Aquel apocalíptico cuadro se fue suavizando: el euro resistió, no se añadieron más países de peso a la lista de quiebras y rescates y pudo decirse que lo peor de la crisis había pasado. Sin embargo, los costes del proceso han sido tan altos que sus efectos políticos permanecen. Y, como muestran las elecciones europeas, esos efectos se han trasladado del campo nacional al de la UE: el estado de cosas ya no es el que era. Ello, aun contando con que el Parlamento Europeo no es determinante y que eso priva de incentivos para votar, y contando también con que los dos grandes bloques partidarios mantienen su hegemonía.
El proyecto europeo ha perdido aquella condición suya de inagotable fuente de prosperidad, y de aquel blando desapego hacia la política de la UE propio de los tiempos aburridos, notables segmentos de votantes han pasado al rechazo puro y duro. Un rechazo que se manifiesta diversamente, desde luego, pero que afecta tanto a la izquierda como a la derecha. Hay un gran susto por el avance de los eurófobos declarados, como Le Pen, pero el de la eurofobia no es el único monstruito que ha salido de las urnas europeas.
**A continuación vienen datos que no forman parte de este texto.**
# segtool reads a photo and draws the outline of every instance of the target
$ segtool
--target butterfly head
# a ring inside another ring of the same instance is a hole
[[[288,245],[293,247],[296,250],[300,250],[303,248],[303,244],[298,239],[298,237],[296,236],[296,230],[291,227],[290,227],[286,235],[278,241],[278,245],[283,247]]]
A fin de cuentas, es una variedad del populismo, un populismo que igual ha penetrado con fuerza en la izquierda.
Tanto a escala europea como española, se diría que los electores están haciendo experimentos con el voto. Los espacios políticos tradicionales se han abierto así para nuevas opciones, algunas muy razonables, pero también para otras disparatadas e invariablemente populistas. El populismo es un estilo más que unas ideas, y no entraña consistencia, sistematización ni modelos alternativos. Con su oferta demagógica de soluciones fáciles de entender e imposibles de aplicar, con su discurso de protesta contra todo y contra todos, ha logrado hacerse con una porción considerable del voto indignado a ambos lados del espectro.
Cabe ahí, entre los populistas, la revelación de la noche en España, el grupo Podemos, ubicado en una izquierda más cercana al chavismo que a los restos del naufragio comunista. Su irrupción se asemeja, también en su repercusión, a la de los grillistas en Italia. Veremos si se trata de una estrella fugaz, como tantos fenómenos mediáticos. Porque los votantes van a seguir haciendo experimentos.